On Friday we traveled to Cape May, NJ, for the fourth time in search of migrating birds. Cape May is on a major migration flyway for various types of birds - hawks & falcons, warblers, and shorebirds. In the past, we've always visited during the fall. This was our first spring-time trip, so it allowed us our first view of (tens of?) thousands of shorebirds gobbling up millions of horseshoe crab eggs.
We saw beautifully-colored Ruddy Turnstones, more rare Red Knots, Boat-tailed Grackles, Least Sandpipers, Semipalmated Sandpipers, and Semipalmated Plovers, among others. The hawks were in short supply and the weather was counter-productive for warblers. The weather was warm, dry, and stable, so the birds had no reason to stop and rest/eat/take cover as they would've had the weather been stormy.

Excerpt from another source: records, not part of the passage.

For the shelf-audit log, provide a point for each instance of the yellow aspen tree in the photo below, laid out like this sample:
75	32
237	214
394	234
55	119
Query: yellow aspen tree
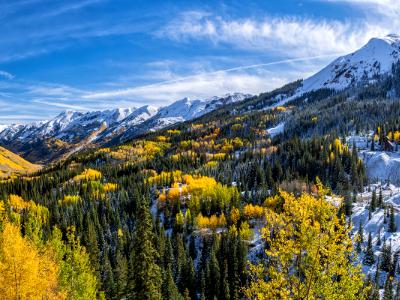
309	253
26	273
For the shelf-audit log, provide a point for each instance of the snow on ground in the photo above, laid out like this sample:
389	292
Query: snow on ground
376	225
382	165
278	129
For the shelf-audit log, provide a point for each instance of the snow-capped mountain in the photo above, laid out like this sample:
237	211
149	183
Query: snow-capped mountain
72	129
375	58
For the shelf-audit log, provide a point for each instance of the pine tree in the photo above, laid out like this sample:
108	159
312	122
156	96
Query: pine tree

We came home to more cicadas in the yard - piles of shells litter the ground underneath some of our trees while some trees have no cicadas around them. A look through our binoculars at the tops of the trees showed a plethora of black and orange beasts with red eyes. My range around the yard is now limited to cement and asphalt surfaces with a very close look at anything I sit or lean on. Once they start flying more and falling to the ground to die, my range will be further restricted. Andy is planning to mow the grass today, but he's likely going to only work on the front yard, where there are far less of the crunchy creatures to walk through and chop up with the mower.